The section title is my response to this article Writing a book: is it worth it? that I saw on Hacker News.

For my unique circumstances, the decision to write ebooks has brought me financial stability, improved my mental health and gives me a sense of satisfaction. This could've come from any of my previous attempts to earn money, but ebooks is what worked out for me.

Book writing

Photo by Bram Naus on Unsplash

How it all started?πŸ”—

I left my job in 2014 for various reasons. I didn't have any plans for the future, just knew that I couldn't work as an employee any more.

After enjoying my break, I had to try something to start earning again.
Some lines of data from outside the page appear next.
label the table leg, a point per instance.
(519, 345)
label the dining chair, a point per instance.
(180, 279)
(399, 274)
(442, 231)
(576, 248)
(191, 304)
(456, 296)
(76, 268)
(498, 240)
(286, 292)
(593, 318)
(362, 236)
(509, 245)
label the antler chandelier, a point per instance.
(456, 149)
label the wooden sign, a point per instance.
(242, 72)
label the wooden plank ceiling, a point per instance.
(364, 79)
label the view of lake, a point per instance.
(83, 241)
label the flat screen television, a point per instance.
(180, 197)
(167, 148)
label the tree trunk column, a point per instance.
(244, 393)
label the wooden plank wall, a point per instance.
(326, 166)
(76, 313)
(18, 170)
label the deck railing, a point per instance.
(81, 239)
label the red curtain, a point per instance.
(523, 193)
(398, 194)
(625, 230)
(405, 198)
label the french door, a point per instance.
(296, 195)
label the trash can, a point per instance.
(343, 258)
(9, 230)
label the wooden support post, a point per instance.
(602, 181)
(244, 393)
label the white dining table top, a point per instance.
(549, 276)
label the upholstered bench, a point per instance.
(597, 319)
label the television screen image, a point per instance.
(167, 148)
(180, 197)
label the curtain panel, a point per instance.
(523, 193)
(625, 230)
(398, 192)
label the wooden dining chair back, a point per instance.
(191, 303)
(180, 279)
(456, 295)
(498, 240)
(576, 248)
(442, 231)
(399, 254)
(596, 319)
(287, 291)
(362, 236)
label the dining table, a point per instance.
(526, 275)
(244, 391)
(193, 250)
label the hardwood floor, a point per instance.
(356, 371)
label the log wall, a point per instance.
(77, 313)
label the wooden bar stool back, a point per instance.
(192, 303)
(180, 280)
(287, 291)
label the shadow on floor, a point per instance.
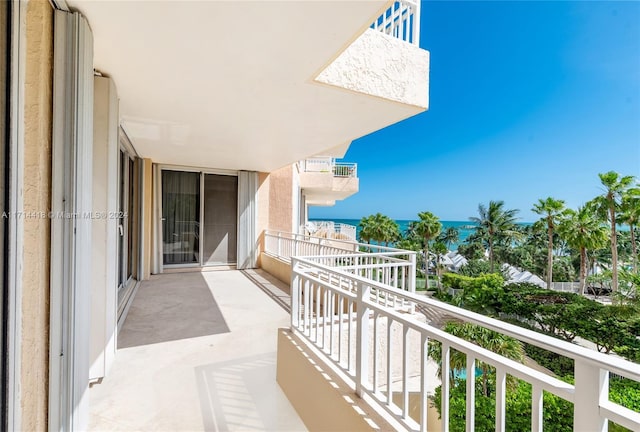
(171, 307)
(240, 395)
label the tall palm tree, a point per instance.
(428, 227)
(583, 231)
(499, 343)
(379, 228)
(440, 250)
(608, 204)
(495, 222)
(449, 236)
(551, 211)
(366, 229)
(630, 215)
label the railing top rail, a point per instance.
(614, 364)
(304, 237)
(390, 256)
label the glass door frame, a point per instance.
(129, 221)
(159, 220)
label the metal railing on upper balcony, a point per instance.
(401, 20)
(329, 229)
(393, 267)
(352, 320)
(329, 165)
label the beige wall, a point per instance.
(323, 402)
(281, 199)
(281, 270)
(263, 211)
(37, 198)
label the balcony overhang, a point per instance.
(240, 84)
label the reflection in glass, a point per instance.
(220, 219)
(181, 217)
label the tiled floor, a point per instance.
(197, 352)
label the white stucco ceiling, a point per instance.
(230, 84)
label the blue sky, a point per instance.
(527, 100)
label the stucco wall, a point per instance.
(281, 199)
(323, 401)
(383, 66)
(37, 198)
(263, 211)
(280, 269)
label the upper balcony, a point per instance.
(257, 85)
(323, 180)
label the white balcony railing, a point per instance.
(329, 165)
(401, 20)
(393, 267)
(329, 229)
(351, 319)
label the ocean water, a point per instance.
(464, 227)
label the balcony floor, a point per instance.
(196, 352)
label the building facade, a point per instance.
(148, 137)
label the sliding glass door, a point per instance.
(220, 219)
(4, 202)
(180, 217)
(128, 223)
(199, 218)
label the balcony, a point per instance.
(351, 312)
(329, 229)
(232, 350)
(324, 181)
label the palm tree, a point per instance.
(583, 231)
(551, 210)
(379, 228)
(630, 215)
(428, 227)
(449, 236)
(499, 343)
(494, 222)
(439, 249)
(366, 229)
(608, 203)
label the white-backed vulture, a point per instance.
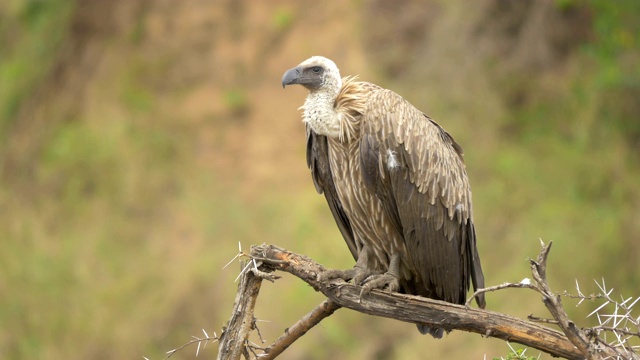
(396, 184)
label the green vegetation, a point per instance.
(125, 191)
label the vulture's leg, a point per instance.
(387, 280)
(359, 273)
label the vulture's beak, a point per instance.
(291, 76)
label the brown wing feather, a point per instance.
(318, 162)
(416, 170)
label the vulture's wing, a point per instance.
(318, 162)
(416, 170)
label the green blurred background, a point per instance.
(141, 141)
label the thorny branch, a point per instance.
(571, 343)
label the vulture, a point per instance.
(396, 184)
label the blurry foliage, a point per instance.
(282, 18)
(30, 33)
(116, 248)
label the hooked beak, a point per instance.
(291, 76)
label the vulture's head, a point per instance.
(316, 74)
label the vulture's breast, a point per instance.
(370, 224)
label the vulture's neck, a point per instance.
(320, 113)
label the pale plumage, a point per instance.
(396, 184)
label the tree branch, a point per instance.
(325, 309)
(572, 343)
(415, 309)
(235, 336)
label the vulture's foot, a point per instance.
(357, 274)
(386, 281)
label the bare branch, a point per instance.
(234, 338)
(325, 309)
(415, 309)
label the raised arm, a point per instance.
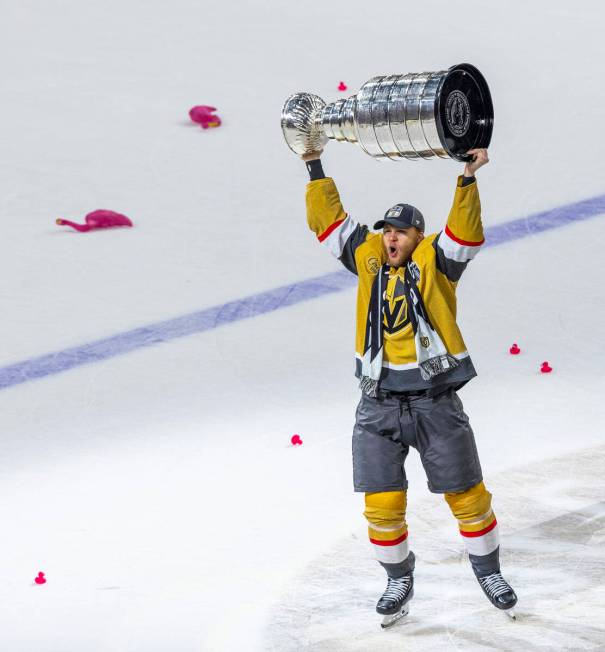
(462, 237)
(334, 229)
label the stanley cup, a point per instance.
(418, 115)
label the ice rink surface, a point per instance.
(152, 377)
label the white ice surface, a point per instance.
(158, 490)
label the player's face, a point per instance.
(400, 243)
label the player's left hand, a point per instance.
(480, 159)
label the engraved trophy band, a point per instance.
(418, 115)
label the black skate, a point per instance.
(499, 592)
(393, 604)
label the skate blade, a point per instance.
(391, 619)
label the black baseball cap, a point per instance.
(402, 216)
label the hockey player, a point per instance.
(411, 360)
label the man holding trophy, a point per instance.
(410, 355)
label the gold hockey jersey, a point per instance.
(441, 259)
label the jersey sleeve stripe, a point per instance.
(453, 248)
(466, 243)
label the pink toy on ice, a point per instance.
(101, 219)
(204, 116)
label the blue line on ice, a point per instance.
(258, 304)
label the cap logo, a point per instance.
(394, 212)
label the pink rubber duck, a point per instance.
(204, 116)
(100, 219)
(545, 368)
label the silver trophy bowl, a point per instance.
(419, 115)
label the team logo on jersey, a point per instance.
(373, 265)
(457, 113)
(396, 316)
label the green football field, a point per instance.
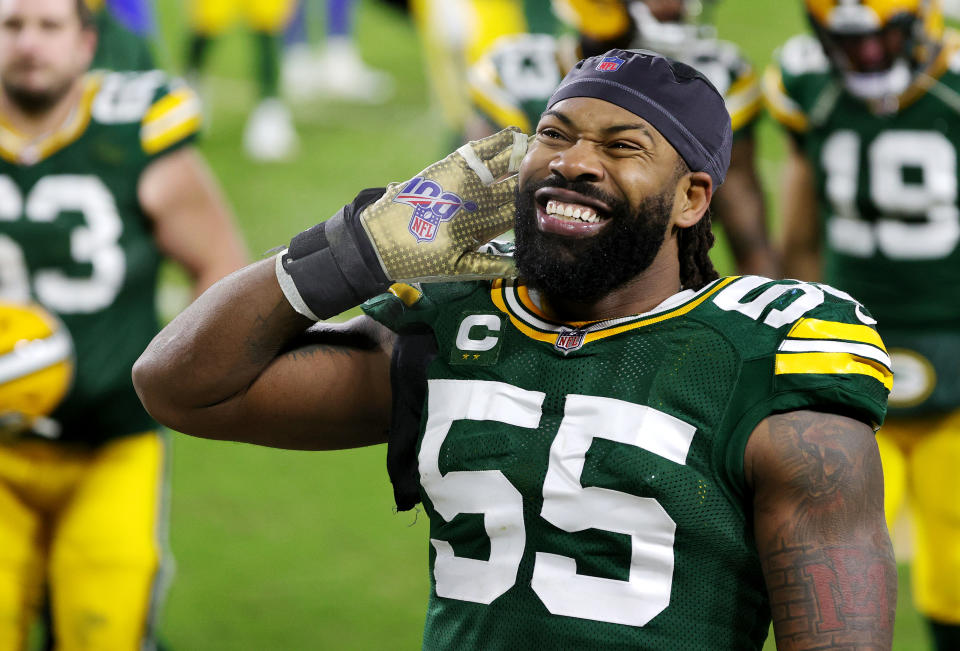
(293, 550)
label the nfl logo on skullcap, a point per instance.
(610, 64)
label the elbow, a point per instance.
(155, 387)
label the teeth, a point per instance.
(579, 213)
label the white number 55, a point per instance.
(567, 504)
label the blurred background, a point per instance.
(295, 550)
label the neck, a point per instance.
(654, 285)
(35, 125)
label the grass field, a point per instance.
(288, 551)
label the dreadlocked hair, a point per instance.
(693, 243)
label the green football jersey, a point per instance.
(74, 237)
(887, 191)
(584, 482)
(511, 84)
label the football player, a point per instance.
(456, 33)
(98, 182)
(618, 448)
(269, 135)
(512, 82)
(870, 205)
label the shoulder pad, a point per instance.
(821, 330)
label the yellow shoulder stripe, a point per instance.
(819, 329)
(833, 364)
(406, 293)
(171, 118)
(781, 106)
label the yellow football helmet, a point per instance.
(904, 36)
(36, 366)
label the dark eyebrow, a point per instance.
(617, 128)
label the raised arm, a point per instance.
(239, 364)
(820, 531)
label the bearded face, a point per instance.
(586, 268)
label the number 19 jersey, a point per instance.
(584, 481)
(74, 237)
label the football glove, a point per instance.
(426, 229)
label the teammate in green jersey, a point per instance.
(618, 449)
(870, 201)
(98, 182)
(511, 83)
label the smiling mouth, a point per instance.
(572, 211)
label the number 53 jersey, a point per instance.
(74, 237)
(888, 192)
(584, 481)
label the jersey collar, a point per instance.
(520, 304)
(20, 150)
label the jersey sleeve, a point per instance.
(823, 354)
(173, 118)
(601, 20)
(402, 308)
(744, 98)
(790, 82)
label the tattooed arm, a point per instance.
(239, 364)
(820, 531)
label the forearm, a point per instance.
(217, 347)
(821, 534)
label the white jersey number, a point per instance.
(96, 242)
(892, 157)
(567, 504)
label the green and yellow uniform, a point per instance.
(81, 506)
(887, 181)
(511, 83)
(585, 482)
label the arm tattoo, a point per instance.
(824, 547)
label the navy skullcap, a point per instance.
(673, 97)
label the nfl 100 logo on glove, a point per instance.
(431, 206)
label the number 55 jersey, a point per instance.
(74, 237)
(886, 179)
(584, 481)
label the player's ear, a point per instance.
(694, 191)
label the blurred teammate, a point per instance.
(456, 33)
(269, 134)
(617, 449)
(512, 82)
(872, 106)
(97, 184)
(337, 71)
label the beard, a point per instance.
(585, 269)
(33, 101)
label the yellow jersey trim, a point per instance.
(781, 107)
(406, 293)
(819, 329)
(596, 330)
(832, 364)
(20, 150)
(170, 119)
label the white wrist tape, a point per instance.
(289, 289)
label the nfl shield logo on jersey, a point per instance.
(431, 206)
(610, 64)
(569, 340)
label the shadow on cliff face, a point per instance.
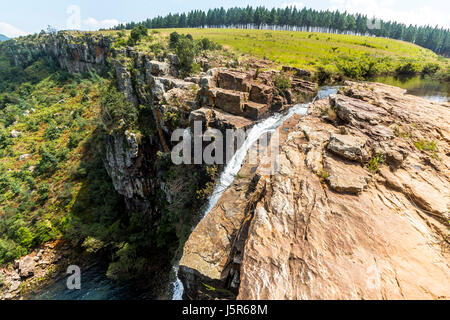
(101, 227)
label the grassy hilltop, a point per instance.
(355, 57)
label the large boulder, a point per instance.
(349, 147)
(341, 231)
(234, 80)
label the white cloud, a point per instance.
(10, 31)
(384, 9)
(94, 24)
(296, 4)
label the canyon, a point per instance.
(358, 207)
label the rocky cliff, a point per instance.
(76, 53)
(358, 209)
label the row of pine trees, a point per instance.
(291, 18)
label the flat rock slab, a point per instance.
(348, 146)
(345, 177)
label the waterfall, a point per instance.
(234, 165)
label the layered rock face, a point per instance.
(358, 209)
(220, 98)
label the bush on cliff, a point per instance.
(116, 111)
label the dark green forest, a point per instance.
(290, 18)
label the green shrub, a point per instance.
(137, 34)
(173, 39)
(25, 237)
(186, 51)
(408, 68)
(52, 132)
(43, 191)
(116, 110)
(430, 68)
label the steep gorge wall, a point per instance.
(357, 210)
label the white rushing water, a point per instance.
(234, 165)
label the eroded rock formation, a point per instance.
(358, 209)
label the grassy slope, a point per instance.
(68, 193)
(347, 55)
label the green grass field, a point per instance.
(352, 56)
(306, 50)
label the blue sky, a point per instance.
(28, 16)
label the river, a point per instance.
(95, 284)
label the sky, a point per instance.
(23, 17)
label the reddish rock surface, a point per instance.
(325, 226)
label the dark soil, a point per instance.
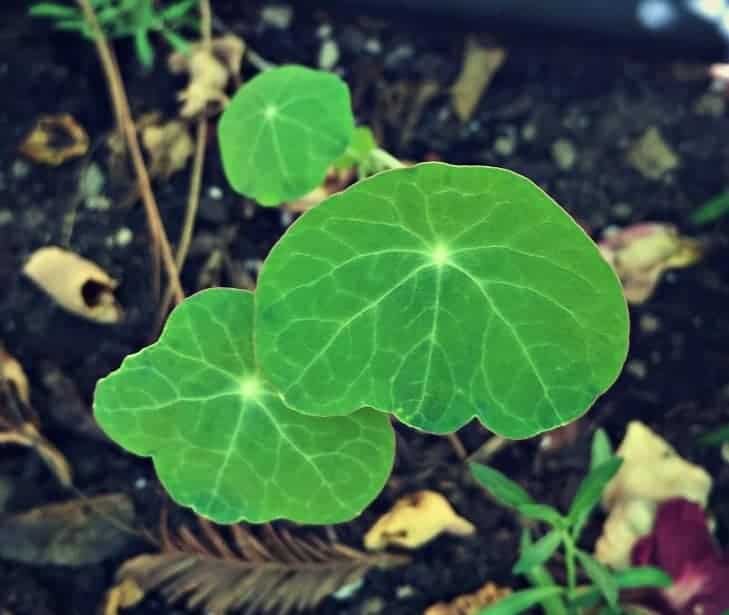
(677, 378)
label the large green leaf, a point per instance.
(222, 440)
(440, 293)
(282, 130)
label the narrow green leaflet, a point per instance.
(539, 552)
(282, 131)
(222, 441)
(501, 487)
(441, 293)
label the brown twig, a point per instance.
(122, 113)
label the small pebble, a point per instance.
(123, 237)
(564, 154)
(277, 16)
(328, 55)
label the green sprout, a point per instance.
(137, 19)
(601, 594)
(432, 294)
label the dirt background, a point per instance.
(597, 101)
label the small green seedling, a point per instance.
(602, 593)
(136, 19)
(432, 294)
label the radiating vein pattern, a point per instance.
(222, 440)
(282, 130)
(441, 293)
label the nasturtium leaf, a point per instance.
(282, 131)
(441, 293)
(222, 441)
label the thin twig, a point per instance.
(123, 115)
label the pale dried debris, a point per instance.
(652, 472)
(641, 253)
(75, 283)
(12, 372)
(415, 520)
(480, 64)
(168, 145)
(470, 604)
(55, 139)
(210, 69)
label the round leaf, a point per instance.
(282, 131)
(440, 293)
(222, 441)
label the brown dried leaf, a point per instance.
(75, 533)
(75, 283)
(210, 69)
(278, 573)
(55, 139)
(652, 472)
(470, 604)
(479, 66)
(416, 519)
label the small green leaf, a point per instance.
(712, 210)
(441, 293)
(222, 441)
(539, 552)
(601, 577)
(503, 489)
(602, 449)
(282, 131)
(361, 145)
(642, 576)
(521, 601)
(590, 491)
(543, 513)
(53, 10)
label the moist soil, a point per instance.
(598, 101)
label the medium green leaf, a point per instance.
(282, 131)
(590, 491)
(601, 577)
(222, 441)
(440, 293)
(520, 601)
(642, 576)
(503, 489)
(361, 145)
(602, 449)
(539, 552)
(543, 513)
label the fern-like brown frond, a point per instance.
(276, 573)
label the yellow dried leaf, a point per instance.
(652, 472)
(415, 520)
(55, 139)
(75, 283)
(479, 66)
(12, 371)
(470, 604)
(210, 69)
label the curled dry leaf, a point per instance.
(276, 573)
(55, 139)
(479, 66)
(168, 144)
(416, 519)
(652, 472)
(210, 69)
(13, 373)
(75, 283)
(642, 252)
(75, 533)
(470, 604)
(335, 181)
I wrote an android gaming app, fantasized earning loads of money with an awesome work planner/communicator software that never left my imaginations, tried a small stint with a team making an educational app, etc. I failed due to various reasons β€” didn't try hard enough, quit early, didn't fit my skills, wasn't good at design/marketing and so on. The educational app for example went on to become a success. Or perhaps, having saved enough to live out a few years without working meant I wasn't under enough pressure to earn.

Among these failures, college workshops was the sole bread giver (and long way from supporting my modest living costs). My bachelor's degree was in electronics and communications and I had worked in a semiconductor company. So I knew enough to teach students pursuing similar courses the basics for Linux command line, Vim, Perl, Bash scripting, etc. As reference materials, I used to provide ppt slides (when I still had a job). Now that I had loads of free time, I started expanding my knowledge. Came to know about sites like Stackoverflow/Stackexchange/Reddit/etc. With newer and better materials to learn from, I created PDFs (using LibreOffice, which was pretty much the only option I knew about).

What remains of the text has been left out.